Ouverte par le ministre des Eaux et forêts, de l’environnement, du climat, chargé du conflit Homme-Faune, le général de brigade Maurice Ntossui Allogo, la rencontre a réuni experts en politiques publiques, scientifiques internationaux, chefs traditionnels, guérisseurs, entrepreneurs, représentants de la société civile et peuples autochtones.

Au centre des échanges, la distinction entre l’iboga et l’ibogaïne a été largement débattue. « L’iboga, c’est notre plante sacrée. Elle fait partie de notre vie et de notre culture », a rappelé Stéphane Lasm, coorganisateur de la conférence. Plante aux vertus thérapeutiques, l’iboga est au cœur des rites initiatiques du Bwiti. « L’ibogaïne est une molécule extraite de l’iboga », a-t-il précisé, soulignant son usage thérapeutique croissant à l’international, notamment dans le traitement des addictions et des traumatismes cérébraux.
Pour le cultivateur Paul Biyoghe Mba, ancien Premier ministre, l’enjeu est désormais économique et stratégique. « L’iboga est une de nos ressources naturelles comme le bois, le manganèse ou le pétrole », a-t-il déclaré, appelant à une exploitation structurée, scientifique et durable.

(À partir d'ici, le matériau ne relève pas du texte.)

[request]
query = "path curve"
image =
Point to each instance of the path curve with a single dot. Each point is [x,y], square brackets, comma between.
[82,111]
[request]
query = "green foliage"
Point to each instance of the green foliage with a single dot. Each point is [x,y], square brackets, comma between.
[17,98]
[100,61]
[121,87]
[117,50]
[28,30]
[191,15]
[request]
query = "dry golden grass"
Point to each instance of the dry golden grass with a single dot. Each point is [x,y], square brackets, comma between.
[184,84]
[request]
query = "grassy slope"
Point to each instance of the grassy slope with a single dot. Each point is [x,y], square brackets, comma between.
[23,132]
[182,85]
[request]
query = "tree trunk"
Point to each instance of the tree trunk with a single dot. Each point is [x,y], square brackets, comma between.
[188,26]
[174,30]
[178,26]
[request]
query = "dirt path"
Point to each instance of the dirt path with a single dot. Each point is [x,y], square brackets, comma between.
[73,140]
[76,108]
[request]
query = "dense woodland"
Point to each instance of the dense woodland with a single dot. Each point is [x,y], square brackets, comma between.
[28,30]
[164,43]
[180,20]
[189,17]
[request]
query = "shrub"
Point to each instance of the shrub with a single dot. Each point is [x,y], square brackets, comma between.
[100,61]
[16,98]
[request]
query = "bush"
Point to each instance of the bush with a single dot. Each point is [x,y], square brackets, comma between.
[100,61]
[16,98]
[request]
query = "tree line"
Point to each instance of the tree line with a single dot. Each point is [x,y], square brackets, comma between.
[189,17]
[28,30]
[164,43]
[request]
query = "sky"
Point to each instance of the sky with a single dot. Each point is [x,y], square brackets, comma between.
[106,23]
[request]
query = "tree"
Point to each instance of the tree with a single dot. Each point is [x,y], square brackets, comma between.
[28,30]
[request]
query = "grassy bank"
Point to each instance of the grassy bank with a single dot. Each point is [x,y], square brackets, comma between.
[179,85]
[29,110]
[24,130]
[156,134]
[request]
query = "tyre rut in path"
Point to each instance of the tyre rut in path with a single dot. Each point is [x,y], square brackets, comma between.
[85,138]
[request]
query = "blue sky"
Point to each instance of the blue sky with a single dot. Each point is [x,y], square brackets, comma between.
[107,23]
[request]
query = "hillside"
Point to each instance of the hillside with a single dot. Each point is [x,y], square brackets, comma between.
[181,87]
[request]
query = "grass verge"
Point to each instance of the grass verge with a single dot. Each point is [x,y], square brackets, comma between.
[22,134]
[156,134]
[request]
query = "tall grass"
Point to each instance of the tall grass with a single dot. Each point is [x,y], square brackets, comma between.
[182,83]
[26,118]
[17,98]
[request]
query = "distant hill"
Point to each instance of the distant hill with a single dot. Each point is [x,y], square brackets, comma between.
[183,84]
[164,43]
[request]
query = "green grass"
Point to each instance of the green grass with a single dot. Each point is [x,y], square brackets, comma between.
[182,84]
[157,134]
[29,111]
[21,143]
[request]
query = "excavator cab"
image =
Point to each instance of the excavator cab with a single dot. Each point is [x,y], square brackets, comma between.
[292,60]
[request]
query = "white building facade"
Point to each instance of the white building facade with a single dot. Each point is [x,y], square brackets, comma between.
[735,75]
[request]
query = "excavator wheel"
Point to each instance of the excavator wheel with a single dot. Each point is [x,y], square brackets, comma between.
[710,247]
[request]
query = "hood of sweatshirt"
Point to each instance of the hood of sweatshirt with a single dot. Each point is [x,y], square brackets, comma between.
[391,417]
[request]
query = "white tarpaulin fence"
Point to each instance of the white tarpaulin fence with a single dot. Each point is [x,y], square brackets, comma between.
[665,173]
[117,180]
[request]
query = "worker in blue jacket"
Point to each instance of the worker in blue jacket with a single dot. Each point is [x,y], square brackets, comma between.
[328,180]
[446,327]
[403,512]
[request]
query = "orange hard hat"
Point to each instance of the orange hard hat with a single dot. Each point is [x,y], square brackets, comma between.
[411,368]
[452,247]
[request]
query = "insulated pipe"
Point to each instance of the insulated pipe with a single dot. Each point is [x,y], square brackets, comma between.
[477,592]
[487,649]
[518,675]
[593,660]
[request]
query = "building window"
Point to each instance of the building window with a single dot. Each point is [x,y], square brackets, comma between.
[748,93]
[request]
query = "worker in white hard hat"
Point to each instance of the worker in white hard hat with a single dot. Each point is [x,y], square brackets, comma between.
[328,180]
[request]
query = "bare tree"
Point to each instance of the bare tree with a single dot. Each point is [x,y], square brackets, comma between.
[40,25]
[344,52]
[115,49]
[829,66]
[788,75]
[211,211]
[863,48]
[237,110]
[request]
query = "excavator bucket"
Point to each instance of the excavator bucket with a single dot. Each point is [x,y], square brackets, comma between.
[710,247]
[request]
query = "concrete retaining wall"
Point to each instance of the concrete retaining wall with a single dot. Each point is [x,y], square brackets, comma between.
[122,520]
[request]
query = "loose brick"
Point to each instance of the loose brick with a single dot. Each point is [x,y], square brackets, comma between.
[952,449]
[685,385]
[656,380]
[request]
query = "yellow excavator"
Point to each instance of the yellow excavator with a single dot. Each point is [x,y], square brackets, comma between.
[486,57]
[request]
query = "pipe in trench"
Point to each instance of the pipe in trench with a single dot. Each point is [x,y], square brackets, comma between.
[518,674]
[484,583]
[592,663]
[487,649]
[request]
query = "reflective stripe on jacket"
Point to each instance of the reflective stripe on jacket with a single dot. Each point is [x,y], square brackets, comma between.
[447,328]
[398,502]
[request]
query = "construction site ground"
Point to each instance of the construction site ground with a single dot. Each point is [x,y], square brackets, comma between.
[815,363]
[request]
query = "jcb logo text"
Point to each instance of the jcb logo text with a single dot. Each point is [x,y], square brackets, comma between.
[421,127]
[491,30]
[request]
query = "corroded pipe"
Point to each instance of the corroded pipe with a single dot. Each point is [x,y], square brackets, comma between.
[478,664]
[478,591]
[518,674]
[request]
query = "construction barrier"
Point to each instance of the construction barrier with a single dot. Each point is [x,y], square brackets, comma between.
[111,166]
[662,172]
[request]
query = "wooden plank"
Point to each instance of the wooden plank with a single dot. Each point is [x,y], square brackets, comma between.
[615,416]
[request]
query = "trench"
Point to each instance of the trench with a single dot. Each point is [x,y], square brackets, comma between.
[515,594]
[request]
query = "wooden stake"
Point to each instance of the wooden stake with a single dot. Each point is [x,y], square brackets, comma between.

Il a plaidé pour une filière complète intégrant culture, transformation locale et commercialisation, génératrice d’emplois et de devises.
C’est dans cette dynamique qu’a été officiellement lancé le GIE BOIS – Bloc des Opérateurs du secteur de l’Iboga, organisation gabonaise dédiée à la structuration, à la protection et à la valorisation durable de la filière. Né de la convergence d’acteurs culturels, scientifiques, communautaires et économiques, le GIE BOIS se positionne comme un interlocuteur structuré auprès des autorités et des partenaires internationaux.
À l’issue de la conférence, un appel a été lancé aux autorités gabonaises afin d’accompagner concrètement l’émergence de cette nouvelle industrie. Le GIE BOIS rappelle que l’iboga « n’est pas une marchandise ordinaire, mais un héritage culturel, spirituel et stratégique », et affirme la volonté du Gabon de devenir l’acteur central et responsable de sa valorisation à l’échelle mondiale.